THE Federal Competition & Consumer Protection Commission of Nigeria (FCCPC) has delisted two digital money lenders (DMLs) for violating customer privacy.
The Commission said the violating DMLs have resorted to using Android Package Kits (APK) file formats, providing links to consumers to visit unregistered websites using their Android devices/phones.
“In the course of that interaction, consumers’ private information that is otherwise protected and prohibited from access or download by DMLs or their apps is accessed and downloaded,” the FCCPC said.
The regulatory agency added that it has placed digital money lenders that have refused or failed to register under the guidelines on its watchlist for strict surveillance and necessary action.
The FCCPC said it will soon release a list of illegal (unregistered) digital loan apps operating in Nigeria.
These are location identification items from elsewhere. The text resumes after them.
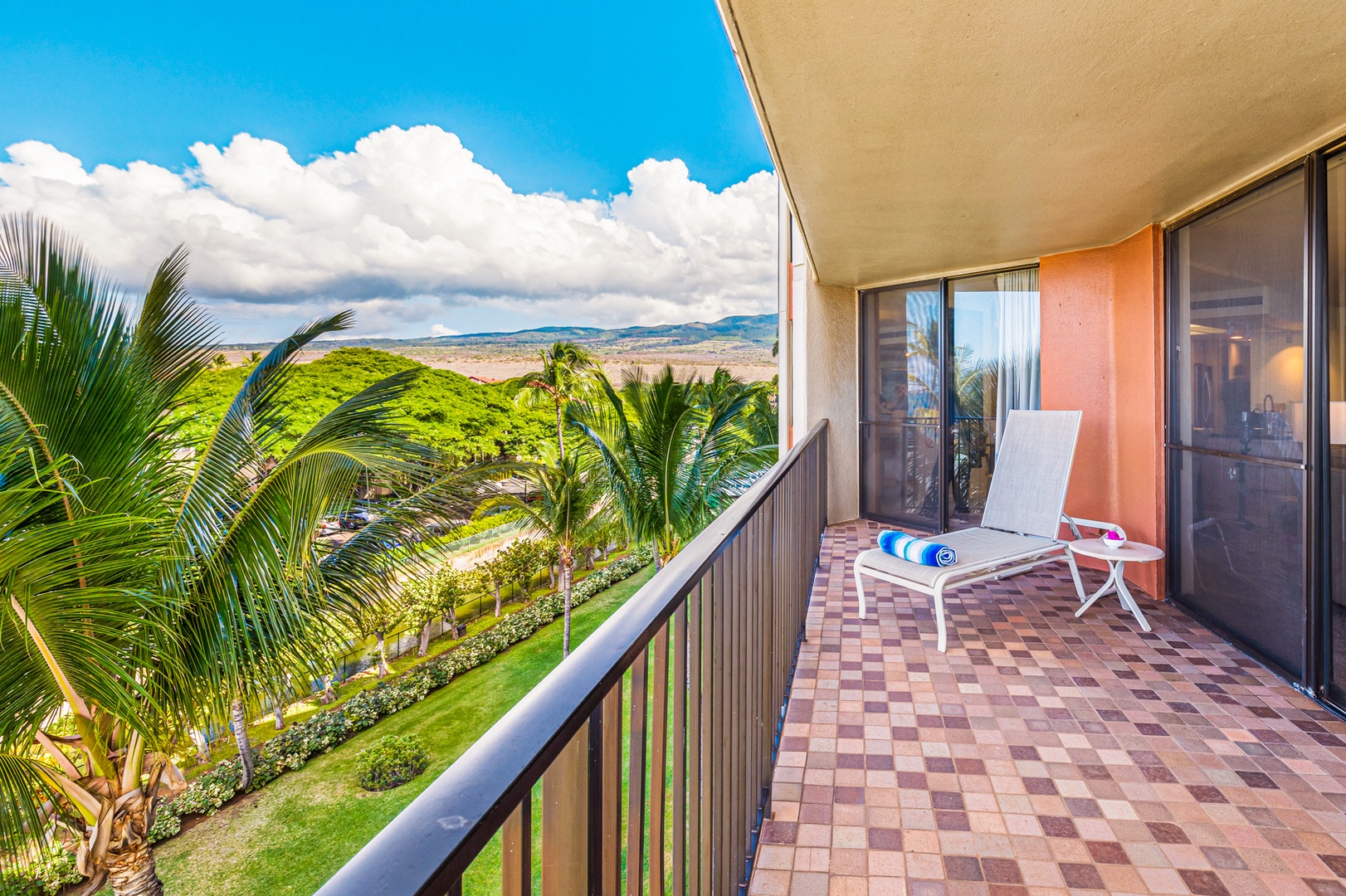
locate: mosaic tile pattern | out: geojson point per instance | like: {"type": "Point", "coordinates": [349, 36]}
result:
{"type": "Point", "coordinates": [1043, 753]}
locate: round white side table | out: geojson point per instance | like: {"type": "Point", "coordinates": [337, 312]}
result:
{"type": "Point", "coordinates": [1118, 560]}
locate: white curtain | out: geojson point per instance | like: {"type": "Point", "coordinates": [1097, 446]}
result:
{"type": "Point", "coordinates": [1019, 385]}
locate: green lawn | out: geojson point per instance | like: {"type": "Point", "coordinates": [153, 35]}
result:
{"type": "Point", "coordinates": [292, 835]}
{"type": "Point", "coordinates": [264, 729]}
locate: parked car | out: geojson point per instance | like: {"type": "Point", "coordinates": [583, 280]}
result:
{"type": "Point", "coordinates": [356, 519]}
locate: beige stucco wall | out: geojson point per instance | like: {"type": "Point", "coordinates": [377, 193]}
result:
{"type": "Point", "coordinates": [829, 389]}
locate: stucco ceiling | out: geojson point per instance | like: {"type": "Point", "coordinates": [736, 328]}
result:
{"type": "Point", "coordinates": [921, 138]}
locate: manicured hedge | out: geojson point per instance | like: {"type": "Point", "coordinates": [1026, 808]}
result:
{"type": "Point", "coordinates": [391, 762]}
{"type": "Point", "coordinates": [319, 733]}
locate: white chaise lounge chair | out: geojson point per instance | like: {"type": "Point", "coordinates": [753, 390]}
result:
{"type": "Point", "coordinates": [1021, 525]}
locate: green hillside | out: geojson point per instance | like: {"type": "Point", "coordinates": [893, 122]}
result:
{"type": "Point", "coordinates": [445, 409]}
{"type": "Point", "coordinates": [750, 334]}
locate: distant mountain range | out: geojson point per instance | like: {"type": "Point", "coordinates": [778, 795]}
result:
{"type": "Point", "coordinates": [742, 333]}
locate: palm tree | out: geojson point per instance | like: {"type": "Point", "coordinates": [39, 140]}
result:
{"type": "Point", "coordinates": [563, 378]}
{"type": "Point", "coordinates": [675, 454]}
{"type": "Point", "coordinates": [168, 591]}
{"type": "Point", "coordinates": [571, 508]}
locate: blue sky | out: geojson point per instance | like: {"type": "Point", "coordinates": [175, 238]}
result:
{"type": "Point", "coordinates": [549, 95]}
{"type": "Point", "coordinates": [393, 159]}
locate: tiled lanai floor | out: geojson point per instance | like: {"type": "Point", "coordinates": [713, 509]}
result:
{"type": "Point", "coordinates": [1042, 753]}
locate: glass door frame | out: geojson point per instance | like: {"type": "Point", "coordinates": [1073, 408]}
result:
{"type": "Point", "coordinates": [947, 397]}
{"type": "Point", "coordinates": [867, 426]}
{"type": "Point", "coordinates": [1315, 521]}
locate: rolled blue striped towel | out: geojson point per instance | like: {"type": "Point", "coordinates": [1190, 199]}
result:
{"type": "Point", "coordinates": [915, 551]}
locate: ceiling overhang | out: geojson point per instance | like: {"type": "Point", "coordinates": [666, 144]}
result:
{"type": "Point", "coordinates": [924, 138]}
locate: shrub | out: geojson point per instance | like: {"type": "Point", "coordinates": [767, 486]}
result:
{"type": "Point", "coordinates": [391, 762]}
{"type": "Point", "coordinates": [49, 874]}
{"type": "Point", "coordinates": [330, 727]}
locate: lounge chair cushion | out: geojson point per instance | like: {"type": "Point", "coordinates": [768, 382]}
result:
{"type": "Point", "coordinates": [975, 547]}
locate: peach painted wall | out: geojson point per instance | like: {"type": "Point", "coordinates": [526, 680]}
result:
{"type": "Point", "coordinates": [1103, 353]}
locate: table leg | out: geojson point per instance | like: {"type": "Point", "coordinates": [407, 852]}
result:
{"type": "Point", "coordinates": [1108, 587]}
{"type": "Point", "coordinates": [1129, 601]}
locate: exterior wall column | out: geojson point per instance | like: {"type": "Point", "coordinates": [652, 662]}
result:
{"type": "Point", "coordinates": [1103, 353]}
{"type": "Point", "coordinates": [826, 333]}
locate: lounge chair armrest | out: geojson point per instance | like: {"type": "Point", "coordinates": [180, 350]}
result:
{"type": "Point", "coordinates": [1075, 523]}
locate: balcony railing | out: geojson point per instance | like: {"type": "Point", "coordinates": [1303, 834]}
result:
{"type": "Point", "coordinates": [653, 742]}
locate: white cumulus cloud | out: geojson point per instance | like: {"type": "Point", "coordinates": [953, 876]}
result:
{"type": "Point", "coordinates": [408, 229]}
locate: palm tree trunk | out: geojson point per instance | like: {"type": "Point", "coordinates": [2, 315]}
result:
{"type": "Point", "coordinates": [566, 590]}
{"type": "Point", "coordinates": [383, 655]}
{"type": "Point", "coordinates": [132, 872]}
{"type": "Point", "coordinates": [246, 757]}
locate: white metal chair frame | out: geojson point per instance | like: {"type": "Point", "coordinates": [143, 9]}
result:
{"type": "Point", "coordinates": [999, 568]}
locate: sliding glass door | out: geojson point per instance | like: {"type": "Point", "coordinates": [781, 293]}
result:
{"type": "Point", "coordinates": [1335, 428]}
{"type": "Point", "coordinates": [1237, 419]}
{"type": "Point", "coordinates": [943, 363]}
{"type": "Point", "coordinates": [900, 412]}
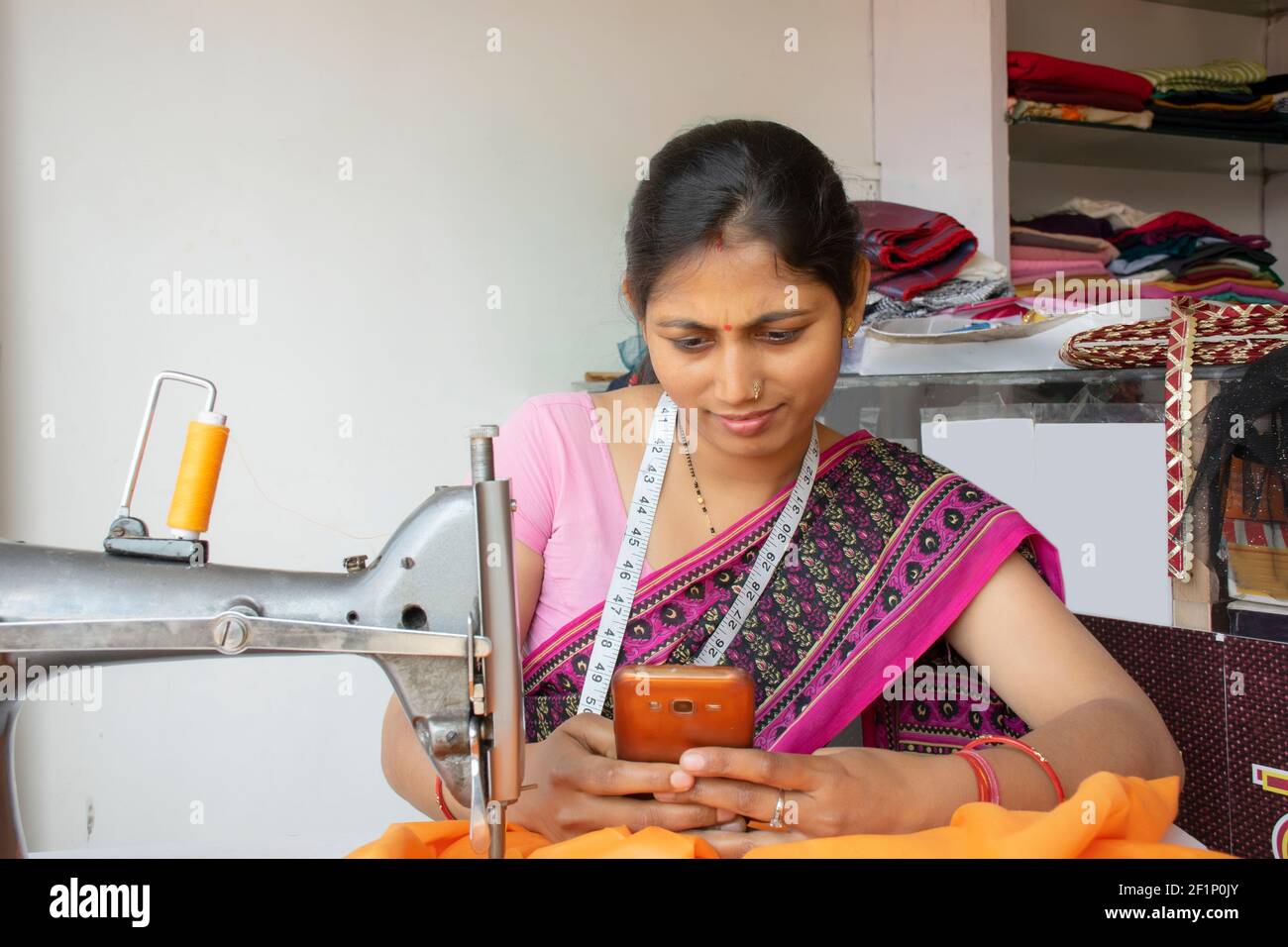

The Commission said in a bid to protect consumers and maintain a regulated financial ecosystem in conjunction with the Joint Regulatory and Enforcement Task Force (JRETF), it took decisive actions against two of the companies for their alleged involvement in fraudulent practices.
According to a statement by the Commission’s boss, Babatunde Irukera, on Thursday, July 20, the two companies are Sycamore Integrated Solutions Limited and Orange Loan and Purple Credit Limited.
According to the FCCPC, during the Commission’s ongoing investigation and tracking of these illegal DMLs, it was discovered that some registered DMLs had engaged in duplicity.
While appearing on the approved list and Playstore, these registered lenders also used APKs to attract borrowers to illegal and unregulated lending practices, FCCP claimed.
“The companies or apps so far identified, and for which there is supporting evidence of this malfeasance, are Sycamore Integrated Solutions Limited and Orange Loan and Purple Credit Limited.
“They are the owners of “Getloan” and “Camelloan” respectively, and occupy Nos. 1 and 65 on the Approved List of the Commission, which is available on the Commission’s website.
“Accordingly, the Commission has now permanently delisted Sycamore Integrated Solutions Limited and Orange Loan and Purple Credit Limited, along with their respective apps – “Getloan” and “Camelloan”.
“In addition, the Commission has entered an Order to Google Playstore and other payment and financial service providers, permanently prohibiting the provision of any services associated with digital lending to Sycamore Integrated Solutions Limited and Orange Loan and Purple Credit Limited,” the Commission stated.
The FCCPC clarified that the revocation and penalties taken against these offenders were final and would set a standard for handling any other violators found in the future.
In light of these recent developments, the Commission reiterated its advice to consumers to exercise caution when selecting digital money lenders.
It recommended that consumers patronise only DMLs on the Commission’s approved list, as these lenders have undergone regulatory scrutiny, ensuring the safety and privacy of consumers’ information.
The Commission and the JRETF pledged to continue tracking illegal operators employing APKs and other means to interact with consumers.
The FCCPC ask the public to provide reasonable evidence and report any violations through the designated email address, [email protected].
The Commission specifically recommended that consumers only patronise digital lenders on its approved list to avoid falling victim to illegal and prohibited lending and recovery practices.
A total of 180 loan applications have been registered (completely or partially) and given the go-ahead by the FCCPC to operate in Nigeria.
In April, the Federal Government, in conjunction with Google, prohibited loan apps from accessing contacts and images of their customers.
In a chat with The ICIR on Monday, April 10, the spokesperson of the Federal Competition and Consumer Protection Commission (FCCPC), Ondaje Ijagwu, said the Federal Government is putting measures in place to enforce the latest policy by Google.
He said the action was consistent with the Nigerian authorities’ move to curtail the invasion of customers’ privacy by loan app firms.
Debt recovery agents of loan apps in Nigeria have continued to shame defaulting borrowers against the nation’s cyber laws while the loan app companies charge borrowers high-interest rates.
In August 2021, The ICIR explained how Nigerian fintech companies shame, threaten customers for late payment of loans.
Also, in March 2022, The ICIR highlighted how loan apps debt recovery agents operate.
The digital loan apps mislead borrowers by posting lower interest rates on the Google Play Store, but borrowers saw their loan tenor increase as the loan apps raised interest rates by more than 50 per cent.
The interest rates can be as high as 75 per cent to 395 per cent per year.
Despite the efforts of the regulating authorities, the Illegal loan apps have ignored Nigeria’s cyber laws and continue to shame their customers.